Talos is a Linux distribution built specifically for Kubernetes. The short
version is that we have stripped out absolutely everything that is not
required to make a machine a Kubernetes node, including SSH and console access
(I will explain why).

Here goes the long version. We have done a number of things to improve
security, including a read-only filesystem, except for what the Kubelet needs
(/var/lib/kubelet, /etc/cni, etc.). It runs entirely in RAM from a Squashfs,
and only Kubernetes makes use of a disk. We have stripped SSH/Console access
and added a gRPC API that gives engineers the ability to debug and remediate
issues.

We didn't just stop at this. We are writing everything, including the init
system, in Golang, which allows us to integrate deeply with Kubernetes.
Everything about Talos is API driven.

Some of the highlights include:

\- SSH/console access replaced with gRPC API that is secured via mutual TLS.

\- Immutable. Immutability prevents drift, making the cluster consistent
across the board.

\- Automated upgrades that can be orchestrated in an intelligent way. By using
Kubernetes events, and our API, we can roll out upgrades from an operator
(currently a WIP and planned for release in 0.3 Talos) and do safe in a safe
manner.

\- Cluster API (CAPI) integration that allows rapid creation of Kubernetes
clusters using Kubernetes style declarative YAML.

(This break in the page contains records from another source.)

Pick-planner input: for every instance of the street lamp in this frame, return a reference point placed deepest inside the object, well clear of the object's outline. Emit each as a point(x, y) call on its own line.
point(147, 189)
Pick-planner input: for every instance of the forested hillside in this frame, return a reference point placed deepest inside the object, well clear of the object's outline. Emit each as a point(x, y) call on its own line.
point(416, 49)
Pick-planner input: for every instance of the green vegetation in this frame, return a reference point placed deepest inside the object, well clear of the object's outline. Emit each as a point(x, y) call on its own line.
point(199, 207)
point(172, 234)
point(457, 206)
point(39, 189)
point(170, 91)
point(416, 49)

\- Support for AWS, GCP, Azure, Packet, vSphere, Bare Metal, and Docker. The
experience for each is consistent, making it easy to reason about Talos
regardless of where you run it.

\- CIS and KSPP security configuration enforcements.

\- Keeping current by supporting the latest and greatest version of
Kubernetes, while writing upgrade paths into the system.

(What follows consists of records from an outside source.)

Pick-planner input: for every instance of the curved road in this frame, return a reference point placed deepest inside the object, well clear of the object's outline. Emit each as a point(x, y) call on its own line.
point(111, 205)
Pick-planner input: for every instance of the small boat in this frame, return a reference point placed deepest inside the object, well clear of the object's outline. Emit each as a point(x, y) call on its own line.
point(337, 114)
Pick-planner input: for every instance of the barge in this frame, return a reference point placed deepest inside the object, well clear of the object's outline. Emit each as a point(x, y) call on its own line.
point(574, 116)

\- Support for local Docker based clusters, easily created using our CLI. This
is super useful for creating CI pipelines where you might want to run
integration tests against the same Talos/Kubernetes versions running in
production.

\- Installs and upgrades are performed via containers.

We feel that by removing SSH/console, making the core of Talos read-only, and
treating the nodes as ephemeral machines, we are creating a much more secure
way to run Kubernetes. A really good talk was given on these ideas at Blackhat
this year: [https://swagitda.com/speaking/us-19-Shortridge-Forsgren-
Cont...](https://swagitda.com/speaking/us-19-Shortridge-Forsgren-Controlled-
Chaos-the-Inevitable-Marriage-of-DevOps-and-Security.pdf). We feel we align
with the recommendations made there.

In addition to security, we envision a system that will be self-healing and
intelligent. By having an API and integrating with Kubernetes, the sky is
really the limit on the tooling we can build to create this self-healing
system.

Our goal with Talos is to allow engineers to more or less forget about each
individual node. Managing the OS alongside Kubernetes is a lot of work.

I will address the questions and comments as replies. Feel free to ask more as
a reply to this comment.

Feel free to join our meetings every Monday and Thursday at 17:00 UTC on
[https://zoom.us/j/3595189922](https://zoom.us/j/3595189922). Also, join our
slack and I'd be more than happy to talk some more about Talos!
[https://slack.dev.talos-systems.io](https://slack.dev.talos-systems.io)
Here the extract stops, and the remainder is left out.